You might think that I would have made installation of an irrigation system (pipes, drip, sprinklers, timers, etc.) a very high priority. I didn’t—I’m waiting until the orchard design is more settled. I’ve planted dozens of new trees and pulled several existing ones, and will be doing more of that in the coming months, and I don’t want to waste money or time on a system that would need to be re-done or modified.

To water the orchard in the summers of 2011 and 2012, I retired the bubblers and simply hand-watered with hoses. I know it looked labor-intensive to my neighbors, and I suppose it was, but it actually saved time and labor compared to the bubbler technique. I usually ran two hoses at the same time: I would set hose 1, walk to hose 2 and set it, and walk back to hose 1 to re-set it. Repeat as needed. I got good as separating the 2 hoses by a 30-second walk, so that I often just kept walking with no down time (over 2 miles every hour!).

Other times there was enough waiting time that I could catch up on some reading (albeit a paragraph at a time). Several times I took out a folding chair, and twice I cut my hair!

I calibrated the flow so that it was about 4 gallons/minute. As with the bubblers, I watered several spots around each tree in order to wet most of the root zone. Very small trees get 3 spots (12 gallons total); small ones get 4 (16 gal), and larger ones 5 (20 gal) or even 6 (24 gal).

Young trees have fairly shallow root systems, so they need to be watered at least every week in the dry, warm summer—though not too deeply.

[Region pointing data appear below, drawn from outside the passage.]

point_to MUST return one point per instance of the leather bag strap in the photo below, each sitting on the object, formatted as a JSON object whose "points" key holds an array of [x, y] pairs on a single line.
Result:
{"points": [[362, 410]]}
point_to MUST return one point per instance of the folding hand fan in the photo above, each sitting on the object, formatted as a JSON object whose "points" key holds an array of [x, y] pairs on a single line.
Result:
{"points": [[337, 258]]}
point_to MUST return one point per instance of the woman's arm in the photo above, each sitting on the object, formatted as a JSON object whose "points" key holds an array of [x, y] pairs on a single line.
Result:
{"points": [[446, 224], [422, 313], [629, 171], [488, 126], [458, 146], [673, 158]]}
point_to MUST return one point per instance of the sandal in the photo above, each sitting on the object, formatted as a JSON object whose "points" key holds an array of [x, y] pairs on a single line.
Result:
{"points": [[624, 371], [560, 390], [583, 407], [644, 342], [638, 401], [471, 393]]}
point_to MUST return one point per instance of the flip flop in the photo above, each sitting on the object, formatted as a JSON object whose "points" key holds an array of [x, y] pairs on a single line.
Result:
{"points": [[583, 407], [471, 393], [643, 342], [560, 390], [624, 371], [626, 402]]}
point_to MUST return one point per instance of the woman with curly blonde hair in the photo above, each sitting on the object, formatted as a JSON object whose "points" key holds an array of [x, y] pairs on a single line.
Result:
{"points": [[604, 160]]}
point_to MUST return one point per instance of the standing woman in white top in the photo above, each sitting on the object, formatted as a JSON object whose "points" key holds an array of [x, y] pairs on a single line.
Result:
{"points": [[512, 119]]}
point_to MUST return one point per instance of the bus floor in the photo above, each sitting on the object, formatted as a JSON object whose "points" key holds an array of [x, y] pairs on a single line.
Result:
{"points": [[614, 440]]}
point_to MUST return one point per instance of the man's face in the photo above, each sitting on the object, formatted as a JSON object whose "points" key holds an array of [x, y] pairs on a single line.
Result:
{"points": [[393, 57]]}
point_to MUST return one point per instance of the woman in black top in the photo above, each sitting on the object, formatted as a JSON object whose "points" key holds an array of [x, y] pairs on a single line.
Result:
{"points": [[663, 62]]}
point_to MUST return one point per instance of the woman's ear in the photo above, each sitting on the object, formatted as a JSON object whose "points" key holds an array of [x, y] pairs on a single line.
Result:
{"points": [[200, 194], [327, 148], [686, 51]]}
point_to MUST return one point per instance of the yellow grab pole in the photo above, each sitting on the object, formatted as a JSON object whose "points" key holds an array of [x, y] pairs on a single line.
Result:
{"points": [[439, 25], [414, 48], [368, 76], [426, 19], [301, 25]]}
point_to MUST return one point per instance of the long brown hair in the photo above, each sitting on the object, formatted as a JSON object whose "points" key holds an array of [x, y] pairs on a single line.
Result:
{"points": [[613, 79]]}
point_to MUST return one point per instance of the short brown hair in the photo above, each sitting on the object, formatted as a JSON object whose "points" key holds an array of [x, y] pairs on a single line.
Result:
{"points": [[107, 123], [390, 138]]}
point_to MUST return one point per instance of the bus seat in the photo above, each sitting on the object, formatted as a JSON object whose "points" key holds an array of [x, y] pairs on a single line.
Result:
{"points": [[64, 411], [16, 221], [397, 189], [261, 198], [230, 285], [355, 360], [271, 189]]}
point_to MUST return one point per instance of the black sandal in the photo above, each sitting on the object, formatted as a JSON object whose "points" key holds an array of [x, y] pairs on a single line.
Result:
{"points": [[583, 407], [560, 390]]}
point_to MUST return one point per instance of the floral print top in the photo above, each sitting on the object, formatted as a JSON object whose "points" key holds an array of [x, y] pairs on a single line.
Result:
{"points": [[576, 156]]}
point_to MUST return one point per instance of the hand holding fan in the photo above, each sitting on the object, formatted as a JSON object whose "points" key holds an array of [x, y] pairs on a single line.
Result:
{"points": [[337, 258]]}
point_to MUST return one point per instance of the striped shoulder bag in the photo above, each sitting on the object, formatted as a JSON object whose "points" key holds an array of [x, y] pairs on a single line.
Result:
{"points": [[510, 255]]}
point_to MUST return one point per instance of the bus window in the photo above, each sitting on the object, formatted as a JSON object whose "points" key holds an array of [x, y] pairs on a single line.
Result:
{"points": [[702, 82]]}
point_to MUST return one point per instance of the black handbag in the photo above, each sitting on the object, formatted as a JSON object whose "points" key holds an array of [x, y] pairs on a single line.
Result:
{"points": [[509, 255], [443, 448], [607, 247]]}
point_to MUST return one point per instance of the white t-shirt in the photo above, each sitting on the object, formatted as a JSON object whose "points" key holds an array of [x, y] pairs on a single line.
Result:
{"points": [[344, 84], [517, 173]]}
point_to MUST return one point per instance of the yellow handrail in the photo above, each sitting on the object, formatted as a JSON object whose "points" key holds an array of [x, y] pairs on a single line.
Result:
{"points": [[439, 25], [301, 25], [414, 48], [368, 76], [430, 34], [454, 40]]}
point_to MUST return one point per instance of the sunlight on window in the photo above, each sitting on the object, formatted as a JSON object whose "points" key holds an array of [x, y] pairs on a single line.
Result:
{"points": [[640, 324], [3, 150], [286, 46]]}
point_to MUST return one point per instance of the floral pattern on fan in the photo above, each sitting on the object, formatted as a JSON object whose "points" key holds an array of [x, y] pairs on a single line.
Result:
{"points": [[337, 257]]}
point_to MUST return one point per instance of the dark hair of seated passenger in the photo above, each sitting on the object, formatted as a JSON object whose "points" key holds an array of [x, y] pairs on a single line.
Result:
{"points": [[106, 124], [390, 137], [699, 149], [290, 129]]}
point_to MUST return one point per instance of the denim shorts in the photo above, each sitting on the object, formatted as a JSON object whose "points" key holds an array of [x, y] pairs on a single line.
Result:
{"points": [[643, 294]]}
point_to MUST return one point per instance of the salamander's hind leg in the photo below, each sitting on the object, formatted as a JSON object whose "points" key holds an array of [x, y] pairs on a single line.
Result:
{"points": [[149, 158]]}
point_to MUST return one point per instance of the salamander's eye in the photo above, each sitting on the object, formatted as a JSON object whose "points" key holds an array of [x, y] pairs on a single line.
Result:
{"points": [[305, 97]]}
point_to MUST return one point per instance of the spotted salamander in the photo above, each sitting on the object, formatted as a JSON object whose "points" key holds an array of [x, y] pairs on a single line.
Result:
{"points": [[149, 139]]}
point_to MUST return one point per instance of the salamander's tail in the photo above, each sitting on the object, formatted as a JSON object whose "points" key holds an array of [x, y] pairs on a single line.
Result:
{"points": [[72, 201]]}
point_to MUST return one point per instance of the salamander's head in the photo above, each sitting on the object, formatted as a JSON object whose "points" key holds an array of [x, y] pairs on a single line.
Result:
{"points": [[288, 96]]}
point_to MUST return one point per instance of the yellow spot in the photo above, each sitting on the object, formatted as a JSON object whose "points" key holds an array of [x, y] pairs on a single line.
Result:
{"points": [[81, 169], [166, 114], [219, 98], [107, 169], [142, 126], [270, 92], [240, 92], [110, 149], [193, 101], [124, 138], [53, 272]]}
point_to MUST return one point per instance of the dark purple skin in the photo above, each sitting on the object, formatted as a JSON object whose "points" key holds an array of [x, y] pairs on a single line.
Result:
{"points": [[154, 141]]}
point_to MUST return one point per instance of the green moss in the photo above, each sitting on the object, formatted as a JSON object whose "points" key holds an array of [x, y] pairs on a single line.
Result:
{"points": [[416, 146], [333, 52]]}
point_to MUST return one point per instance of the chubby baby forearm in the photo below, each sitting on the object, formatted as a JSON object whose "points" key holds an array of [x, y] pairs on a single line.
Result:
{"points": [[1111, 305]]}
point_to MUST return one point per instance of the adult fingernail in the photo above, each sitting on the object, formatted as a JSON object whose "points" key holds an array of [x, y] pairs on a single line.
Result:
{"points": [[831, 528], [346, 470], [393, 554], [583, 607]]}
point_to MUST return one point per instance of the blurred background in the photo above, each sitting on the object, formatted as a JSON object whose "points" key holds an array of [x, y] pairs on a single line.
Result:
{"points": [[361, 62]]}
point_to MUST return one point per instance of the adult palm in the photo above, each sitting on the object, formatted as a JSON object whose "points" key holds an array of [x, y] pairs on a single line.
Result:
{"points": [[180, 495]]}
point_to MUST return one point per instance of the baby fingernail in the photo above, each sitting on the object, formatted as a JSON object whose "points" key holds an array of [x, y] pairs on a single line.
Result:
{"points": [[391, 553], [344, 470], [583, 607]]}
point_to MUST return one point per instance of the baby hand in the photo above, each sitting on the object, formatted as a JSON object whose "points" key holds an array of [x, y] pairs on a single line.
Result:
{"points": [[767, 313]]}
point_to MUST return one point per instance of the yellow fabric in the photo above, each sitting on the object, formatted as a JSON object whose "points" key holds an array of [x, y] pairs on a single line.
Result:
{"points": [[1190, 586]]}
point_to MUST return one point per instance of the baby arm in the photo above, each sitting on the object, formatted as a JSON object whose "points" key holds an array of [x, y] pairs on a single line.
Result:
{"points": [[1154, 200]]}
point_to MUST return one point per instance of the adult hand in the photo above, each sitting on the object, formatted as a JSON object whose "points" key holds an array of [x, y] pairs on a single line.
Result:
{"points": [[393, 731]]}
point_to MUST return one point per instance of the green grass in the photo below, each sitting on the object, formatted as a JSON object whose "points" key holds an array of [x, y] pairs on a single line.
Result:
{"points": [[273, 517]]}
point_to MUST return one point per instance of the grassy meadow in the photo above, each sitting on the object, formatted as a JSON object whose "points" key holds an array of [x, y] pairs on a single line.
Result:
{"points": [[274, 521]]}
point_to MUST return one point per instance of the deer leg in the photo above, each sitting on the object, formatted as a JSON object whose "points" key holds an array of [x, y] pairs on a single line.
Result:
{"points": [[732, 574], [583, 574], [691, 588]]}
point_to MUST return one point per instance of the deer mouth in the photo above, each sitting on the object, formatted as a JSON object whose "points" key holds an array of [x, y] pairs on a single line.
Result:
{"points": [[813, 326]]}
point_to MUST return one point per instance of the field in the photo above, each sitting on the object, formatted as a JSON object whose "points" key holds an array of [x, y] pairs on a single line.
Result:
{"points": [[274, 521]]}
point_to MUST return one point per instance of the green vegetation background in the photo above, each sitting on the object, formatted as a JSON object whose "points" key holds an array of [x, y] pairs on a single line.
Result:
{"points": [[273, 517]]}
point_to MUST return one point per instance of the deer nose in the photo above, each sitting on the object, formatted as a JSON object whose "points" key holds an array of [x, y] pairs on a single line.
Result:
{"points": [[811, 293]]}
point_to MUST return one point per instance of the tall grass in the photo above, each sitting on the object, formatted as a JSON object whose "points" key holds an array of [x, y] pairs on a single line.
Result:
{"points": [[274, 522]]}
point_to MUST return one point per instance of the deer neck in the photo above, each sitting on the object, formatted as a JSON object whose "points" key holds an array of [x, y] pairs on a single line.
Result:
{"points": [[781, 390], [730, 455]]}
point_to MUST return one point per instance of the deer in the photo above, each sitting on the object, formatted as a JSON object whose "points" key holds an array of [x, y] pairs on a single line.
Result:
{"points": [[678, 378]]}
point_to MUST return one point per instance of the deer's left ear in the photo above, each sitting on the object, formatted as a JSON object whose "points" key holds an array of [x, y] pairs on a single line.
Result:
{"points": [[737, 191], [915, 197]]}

As trees and their root systems grow, watering needs change:
* a larger diameter needs to be watered.
* deeper watering is needed
* watering is needed less frequently
By 2012, the 6-year-old filberts were getting 20-25 gallons every 12-14 days, and they did fine.

An extremely important, often overlooked benefit of hand-watering is that I “spend quality time” with every tree on a regular basis. If I had a REAL irrigation system, with electric timers controlling a buried system of sprinklers and/or drip lines, I’d never have to visit my trees, and could just loll around eating bonbons and drinking mint juleps, or whatever. The seemingly labor-intensive technique I use means that I’m much more likely to quickly catch problems like pests, gopher activity, disease outbreaks, etc.—particularly important with such young trees. As time passes and trees mature, that won’t be so important, and I’ll finally install some sort of irrigation system.